Dublin is the capital city of Ireland, and it is a city rich in culture, beauty, and Irish history. You’ve come to the correct place if you’re looking for the greatest things to do in Dublin. We’ve been to Dublin several times and want to return this summer in 2022 when it will be our favourite European city.
The Vikings founded Dubh Linn, which means “Black Pool,” on the banks of the river Liffey in 841. There are so many things to do in Dublin that even after five visits, we are still discovering new activities and attractions. So, here are some of our favourite locations to visit in Dublin
10 Wonderful Things in Dublin
1. Temple Bar
One of the things you must do when in Dublin is visit the Temple Bar neighbourhood. Temple Pub is more than a pub; it’s a bustling neighbourhood on Dublin’s South Bank. It’s party time in town, and various pubs and clubs are ready to provide you with a fantastic time with live music and cold pints. The Dublin Pass provides access to many of Dublin’s leading tourist sites.

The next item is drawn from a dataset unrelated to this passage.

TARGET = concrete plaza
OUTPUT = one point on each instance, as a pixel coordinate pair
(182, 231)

2. The Guinness Storehouse
When it comes to places to see in Dublin, the Guinness Storehouse ranks first. Twenty million people have visited the brewery and drank more than a pint or two. And it lives up to the expectations! Guinness signed a 9,000-year lease to operate his brewery at St. James’s Gate Brewery is located in the heart of Dublin. The Guinness factory, which spans 50 acres, is an important part of the city’s history. Visit the Guinness Storehouse using our step-by-step guide.
3. Guinness Academy
Upgrade your trip to the Guinness Academy, the ultimate Guinness Experience, where you will learn how to pour the perfect pint of Guinness in the Guinness bar and tasting room, while you are at the Guinness Storehouse. It is a must-do in Dublin. It will turn you into a Guinness connoisseur in pubs all around the world for the rest of your life! You can reserve this Guinness. Skip the queue and enjoy Viator’s Signature Experience with Tasting Tour.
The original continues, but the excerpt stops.